The S&P BSE Sensex Index dropped 0.7% to 59,667.60 at close, while the NSE Nifty 50 Index fell 0.7% as well. Bharti Airtel Ltd was the biggest drag on both measures, decreasing 3.6%, followed by Tech Mahindra Ltd. and Bajaj Finance Ltd. Of 30 shares in the Sensex, 20 fell and 10 rose.
Thirteen of the 19 sectoral indexes compiled by BSE Ltd. slipped, led by a measure of realty stocks. The S&P BSE Utilities index was the best performer, up 1.7%.
Indian stocks are expected to move in a “calibrated manner” after the benchmark index more than doubled since March last year, driving up the valuations, according to Girish Pai, head of research at Nirmal Bang Equities Pvt. [catch the interview here]
Sensex index had touched the 60,000 mark for the first time on Friday, driven by optimism for recovery in businesses as Asia’s third-largest economy administers record Covid-19 vaccinations. The index has risen about 25% this year and is one of the best-performing benchmarks among major global markets.
Godrej Consumer Shares Advance On Growth Prospects, Indonesia Recovery
Shares of Godrej Consumer Products Ltd. rose 6.14% in intraday trade to Rs 1,102.45 apiece, after the company said it was on track to post double-digit sales growth in the medium term.
“In FY21, the performance in Indonesia was disappointing. But the business is seeing gradual recovery after the significant second wave [Covid-19] impact,” Akhil Chandra, business head (Asean) at the owner of Good Knight and Cinthol brands, told analysts on a conference call. “Cost inflation and subsequent margin pressure aside, we are confident of growing in double-digits [overall and in Indonesia] with sustenance of margin profile in the medium term.”
Of the 37 analysts tracking the company, 25 maintained 'buy', 11 maintained 'hold' and one maintained 'sell' recommendations. The overall consensus price of analysts tracked by Bloomberg implied an upside off 4.1%. Trading volume was 3.8 times the 30-day average volume for this time of the day.
Over the past three days, the stock has been upgraded by Nomura and Haitong International.
CESC Approves Issue Of Rs 400 Crore Via Non-Convertible Debentures
CESC Ltd. has approved the issue of 4,000 redeemable, rated, senior, secured, unlisted non-convertible debentures having a face value of Rs 10 lakh each for a cash aggregating to Rs 400 crore, on a private placement basis.
In an exchange filing, CESC said that the deemed date of allotment will be September 20, 2021 and the final redemption date will be September 30, 2026.
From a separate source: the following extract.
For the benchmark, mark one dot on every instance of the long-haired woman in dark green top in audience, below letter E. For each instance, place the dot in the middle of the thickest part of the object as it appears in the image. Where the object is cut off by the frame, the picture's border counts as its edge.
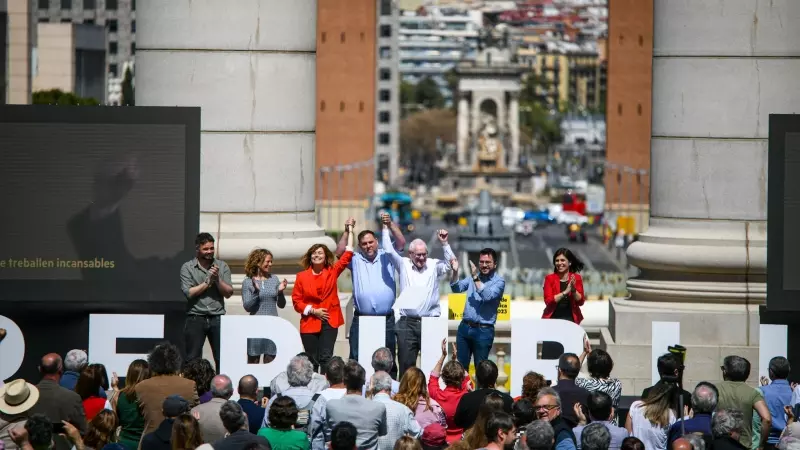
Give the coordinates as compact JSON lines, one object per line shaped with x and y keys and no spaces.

Of the 18 analysts tracking the company, 16 maintained ‘buy’ and two maintained ‘hold’ recommendations. The overall consensus price of analysts tracked by Bloomberg implied an upside of 15.5%.
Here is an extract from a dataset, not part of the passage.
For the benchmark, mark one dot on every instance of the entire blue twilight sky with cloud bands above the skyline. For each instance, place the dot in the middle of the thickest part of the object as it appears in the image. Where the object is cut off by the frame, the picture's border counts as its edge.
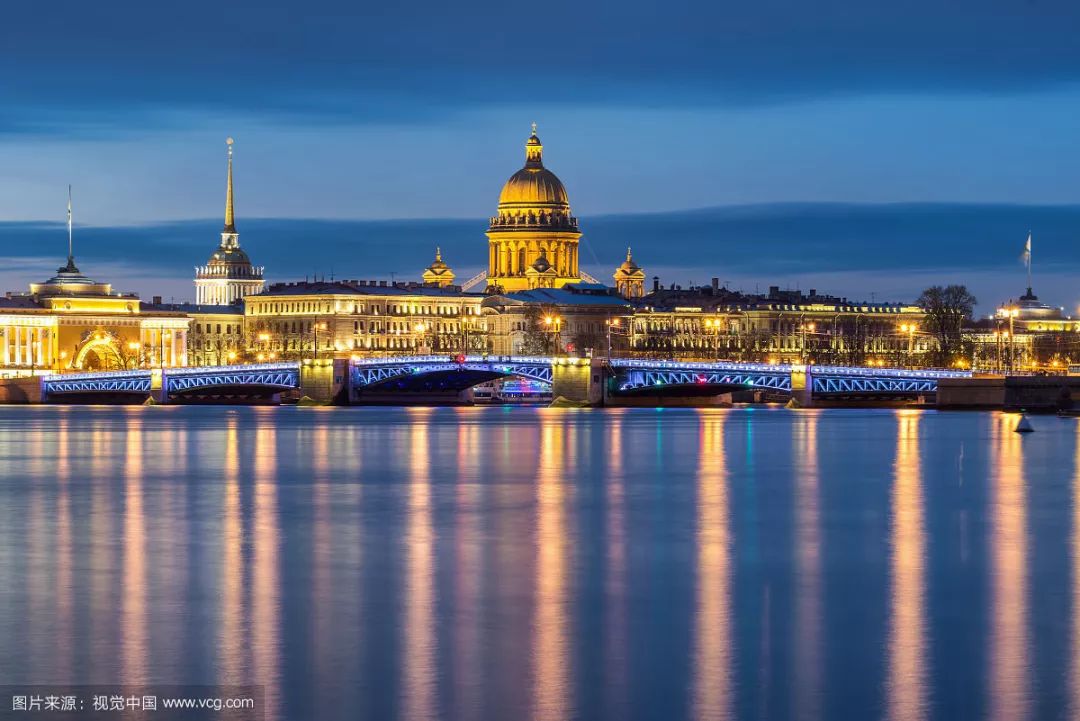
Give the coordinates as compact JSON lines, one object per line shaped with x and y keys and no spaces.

Indian Oil Corporation Advances The Most In 18 Weeks; RSI Above 70
Shares of Indian Oil Corporation Ltd. rose 4.42% in intraday trade, the most in 18 weeks, to Rs 123.9 apiece, higher than any close since January 16, 2020.
Trading volume was 100% above the 20-day average for this time of the day.
The relative strength index on the stock was above 70, indicating it may be overbought.
Indian Oil trades at 6.9 times its estimated earnings per share for the coming year.
Analysts have 31 ‘buy’, four ‘hold’ and one ‘sell’ recommendations on the stock. The overall consensus price of analysts tracked by Bloomberg implied an upside of 9%.
Speaking at Platts’ APPEC 2021 event on Monday, Chairman of Indian Oil, Shrikant Madhav Vaidya said that India will need an additional 100 million tonnes per year crude oil refining capacity.